1 帰郷
赤い惑星を空に掲げ、荒野に近い状態の街並みに、青い髪をしたウェスタン・ガンマンスタイルの女性は小さく伸びをした。
「……この間来たのが、つい半年前とは思えないわね」
見慣れた、西部劇さながらの光景に女性は後ろを振り返ると、動きにくそうな表情とぎこちない動きをする二人組の女性に視線を送る。

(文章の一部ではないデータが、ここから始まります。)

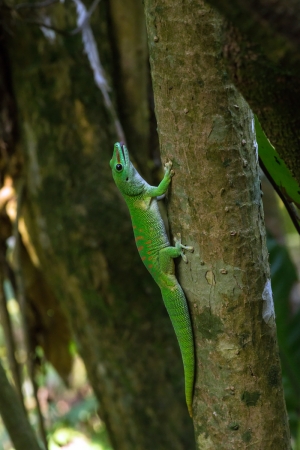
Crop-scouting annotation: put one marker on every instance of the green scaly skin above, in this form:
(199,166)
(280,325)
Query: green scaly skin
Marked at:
(156,252)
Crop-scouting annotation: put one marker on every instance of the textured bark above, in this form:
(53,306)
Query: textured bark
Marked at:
(78,233)
(273,24)
(261,46)
(14,417)
(206,129)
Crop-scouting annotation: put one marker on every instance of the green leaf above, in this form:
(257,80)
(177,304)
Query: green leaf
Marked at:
(279,174)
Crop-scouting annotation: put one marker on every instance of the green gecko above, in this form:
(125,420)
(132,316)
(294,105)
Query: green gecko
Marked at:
(156,252)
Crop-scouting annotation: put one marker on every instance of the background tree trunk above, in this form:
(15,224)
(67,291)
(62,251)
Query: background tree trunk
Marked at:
(207,129)
(77,230)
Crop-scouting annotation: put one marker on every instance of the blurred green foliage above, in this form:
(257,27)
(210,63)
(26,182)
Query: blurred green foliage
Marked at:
(284,276)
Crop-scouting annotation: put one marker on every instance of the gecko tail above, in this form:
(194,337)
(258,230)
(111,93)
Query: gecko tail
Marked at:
(176,305)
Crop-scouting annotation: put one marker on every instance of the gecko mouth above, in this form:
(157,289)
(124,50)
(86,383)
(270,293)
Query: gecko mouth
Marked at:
(121,145)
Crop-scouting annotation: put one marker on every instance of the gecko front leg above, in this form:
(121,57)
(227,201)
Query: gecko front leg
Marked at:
(180,246)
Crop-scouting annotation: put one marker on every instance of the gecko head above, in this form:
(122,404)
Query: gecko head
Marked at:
(125,175)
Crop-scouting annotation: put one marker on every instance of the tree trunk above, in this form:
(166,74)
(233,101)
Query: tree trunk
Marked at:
(14,417)
(206,129)
(77,231)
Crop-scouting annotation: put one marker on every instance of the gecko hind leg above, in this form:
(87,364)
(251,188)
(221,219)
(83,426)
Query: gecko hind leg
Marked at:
(180,246)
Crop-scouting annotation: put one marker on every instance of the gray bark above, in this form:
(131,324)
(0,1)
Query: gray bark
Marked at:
(206,129)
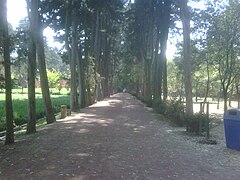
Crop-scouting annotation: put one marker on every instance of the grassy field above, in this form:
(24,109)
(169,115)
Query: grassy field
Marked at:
(20,105)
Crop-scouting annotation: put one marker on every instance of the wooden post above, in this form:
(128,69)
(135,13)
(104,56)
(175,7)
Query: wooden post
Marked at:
(63,111)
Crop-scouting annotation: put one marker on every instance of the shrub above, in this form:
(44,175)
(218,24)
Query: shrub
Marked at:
(196,123)
(173,110)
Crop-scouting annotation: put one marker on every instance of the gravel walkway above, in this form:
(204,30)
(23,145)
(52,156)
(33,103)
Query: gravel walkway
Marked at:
(117,138)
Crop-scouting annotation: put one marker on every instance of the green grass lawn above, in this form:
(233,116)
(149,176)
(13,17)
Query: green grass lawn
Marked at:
(20,106)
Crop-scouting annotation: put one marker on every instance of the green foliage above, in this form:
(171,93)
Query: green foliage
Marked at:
(21,112)
(196,123)
(174,110)
(53,78)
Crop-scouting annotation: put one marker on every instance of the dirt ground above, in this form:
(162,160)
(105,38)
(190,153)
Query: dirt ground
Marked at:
(118,138)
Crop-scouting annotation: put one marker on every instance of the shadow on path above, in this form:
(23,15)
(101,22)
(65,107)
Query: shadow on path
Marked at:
(117,138)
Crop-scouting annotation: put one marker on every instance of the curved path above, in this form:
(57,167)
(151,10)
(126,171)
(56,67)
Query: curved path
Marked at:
(117,138)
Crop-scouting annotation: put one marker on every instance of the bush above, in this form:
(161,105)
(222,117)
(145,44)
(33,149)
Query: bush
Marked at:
(173,110)
(196,123)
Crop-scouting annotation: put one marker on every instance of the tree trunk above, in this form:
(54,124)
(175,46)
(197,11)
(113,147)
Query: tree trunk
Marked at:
(31,126)
(74,97)
(225,97)
(7,65)
(238,91)
(163,43)
(185,17)
(50,117)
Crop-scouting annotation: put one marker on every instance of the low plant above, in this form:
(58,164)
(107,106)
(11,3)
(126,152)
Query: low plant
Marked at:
(196,123)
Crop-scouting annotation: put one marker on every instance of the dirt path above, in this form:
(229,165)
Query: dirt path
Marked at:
(117,138)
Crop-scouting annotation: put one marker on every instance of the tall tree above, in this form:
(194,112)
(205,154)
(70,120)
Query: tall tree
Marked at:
(38,39)
(74,59)
(185,18)
(31,126)
(7,64)
(223,42)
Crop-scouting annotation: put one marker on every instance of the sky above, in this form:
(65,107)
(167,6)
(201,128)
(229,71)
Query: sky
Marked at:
(17,10)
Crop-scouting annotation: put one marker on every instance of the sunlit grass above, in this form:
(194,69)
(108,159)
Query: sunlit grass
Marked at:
(20,107)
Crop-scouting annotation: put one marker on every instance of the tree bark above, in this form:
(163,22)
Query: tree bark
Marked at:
(73,63)
(50,117)
(31,126)
(163,43)
(185,17)
(7,65)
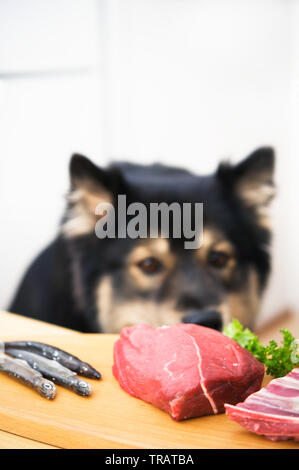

「キリコぉ……いい加減、その恥ずかしそうな表情するの、やめなさいよ」
「恥ずかしそうじゃなくて、恥ずかしいんです!」
キリコと呼ばれた女性はそう言い返すと、相方の方にも視線を送る。
「フェリアシルからも何か言って下さい!」
その言葉に、フェリアシルと呼ばれた女性は、両手を肩の高さまで上げると、大きく息を吐く。
「仕方ないでしょうが。このフォボスの法律なんだし、それに文句を言いたくても、相手は墓の中、なんでしょ? そもそも、ここに来ようと言ったのはキリコなんだし、私としても、リリスを身請けするのに、リリスのお母さんに挨拶しておきたかったし……」
そう言うと、自分の目の前で呆れた顔をしているリリスに視線を送る。
「あのさぁ、フェル。何で、私の身請けに母さんの承諾がいるのよ? 私、これでもあんたより年上よ?」
「精神的に年上だと思えない」
フェリアシルはリリスの言葉に一瞬の時間さえ置かずに切り返す。
「それは言えてます。私もリリスを同年代に思った事がありません。正確には、第一遊撃艦隊を離れてから、ですけど」
キリコが同意するのを見て、リリスは小さく息を吐くと、もう一度空を見上げる。
「帰って来られると思っていなかったし、帰らせて貰えるとも思っていなかった」
「……何で?」
「確かに、私はこの星を救った。でも、払った代償は大きかった。私の『迂闊な一言』がきっかけで、リョウは暴走し、この銀河系全体の軍事バランス自体が大きく崩れた。だから、地球連邦軍が私を生かしておくとは思っていなかった」
リリスはそこまで言うと、自分の傍まで来ていた親友二人に笑顔を見せる。
「フェルが裏で手を廻してくれた。キリコがマスメディアに訴えてくれた。結果として、私は今、この星の大地を自分の足で歩いている」
「……ゴメン。私にはよくわからない事があるんだけど、聞いてもいい?」
フェリアシルの不思議そうな顔にリリスは小さく頷く。
「その『迂闊な一言』って何?」
瞬間、リリスの表情が凍りついた。
「ゴメン。聞いちゃいけない事なら、言いたくない事なら、言わなくてもいい!」
フェリアシルが頭を下げる姿に、リリスは表情を少しだけ和らげた。
「キリコも聞きたいんでしょ? 私の『迂闊な一言』というのが。何故、私があのビデオチップを見た後、薬を多用していたのか。何故、無関係な殺戮を極端に嫌う私が、それをしていたリョウを『討つ』事に対して躊躇いを感じていたのか」
「……はい」
少しの沈黙を空けて、キリコは頷いた。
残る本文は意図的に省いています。